Sabato 03 Dicembre 2011

Gatti e conigli per pellicce casalinghe
Una strage da 86 milioni di euro

Non meno di 250.000 gli animali  ogni anno vengono allevati o rapiti, per essere uccisi e destinati al mercato clandestino delle pellicce. Molti di questi sarebbero gatti, conigli e anche cani.
L'allarme arriva dall'associazione italiana difesa animali e ambiente (Aidaa), secondo cui il destino di tanti animali tipicamente domestici è quello di essere trasformati in colli di pelliccia, interni di giubbotti, maniche e cappellini. La stima è che il giro d'affari di questa "pellicceria clandestina" si aggiri intorno agli 86 milioni di euro l'anno, con circa un milione di capi immessi sul mercato ogni anno, "di cui almeno la metà - riferisce Aidaa - prodotto in concerie e laboratori italiani".
Per l'associazione si tratta di prodotti che finiscono molto spesso sulle bancarelle dei mercati o nei negozi dove non si vendono prodotti di marca, ma sottoprodotti a prezzi bassissimi.
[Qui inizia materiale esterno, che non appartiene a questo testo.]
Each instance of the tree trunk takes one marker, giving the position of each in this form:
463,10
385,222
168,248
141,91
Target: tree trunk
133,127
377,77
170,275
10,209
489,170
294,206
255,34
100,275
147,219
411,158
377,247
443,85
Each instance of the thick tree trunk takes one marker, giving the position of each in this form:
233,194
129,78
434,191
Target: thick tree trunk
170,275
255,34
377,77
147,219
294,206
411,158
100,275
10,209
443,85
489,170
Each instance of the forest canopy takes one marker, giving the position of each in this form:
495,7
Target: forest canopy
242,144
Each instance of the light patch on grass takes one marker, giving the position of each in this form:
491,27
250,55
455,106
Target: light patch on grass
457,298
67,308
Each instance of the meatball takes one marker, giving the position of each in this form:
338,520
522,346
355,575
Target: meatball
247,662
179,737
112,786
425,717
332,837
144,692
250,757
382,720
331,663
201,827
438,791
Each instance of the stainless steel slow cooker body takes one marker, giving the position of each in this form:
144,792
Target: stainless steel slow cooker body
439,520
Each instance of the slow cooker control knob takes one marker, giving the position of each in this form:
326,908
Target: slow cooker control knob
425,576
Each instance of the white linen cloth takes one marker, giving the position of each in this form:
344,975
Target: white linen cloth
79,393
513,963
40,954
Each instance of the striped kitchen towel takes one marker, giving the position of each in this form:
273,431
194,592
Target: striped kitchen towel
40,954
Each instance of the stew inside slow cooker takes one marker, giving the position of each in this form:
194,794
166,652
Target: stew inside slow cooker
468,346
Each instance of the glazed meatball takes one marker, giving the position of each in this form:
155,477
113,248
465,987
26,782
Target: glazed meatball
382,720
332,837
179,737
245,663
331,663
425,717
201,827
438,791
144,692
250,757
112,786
In particolare "ad essere usati sono i manti dei gatti neri e dei conigli che sono di facile lavorazione e di facile conciatura trattandosi molto spesso di manti unicolori".
"Quello che vogliamo denunciare - afferma Lorenzo Croce, presidente nazionale di Aidaa - è la mancanza di controlli a cui sono sottoposti questi laboratori che si trovano in diverse parti del nostro paese, dove nonostante i divieti e le violazioni si lavorano ancora pellicce di gatto e coniglio". Secondo Croce "una certa attenzione andrebbe rivolta anche agli allevamenti di gatti e ai rifugi semiclandestini dove non esiste un registro di carico e scarico degli animali che entrano e che vengono dati in adozione." "Molti di questi rifugi - aggiunge il presidente di Aidaa - cedono senza troppi controlli decine di gatti alla settimana e per molti di loro si apre la strada dell'uccisione e della trasformazione in pelliccia".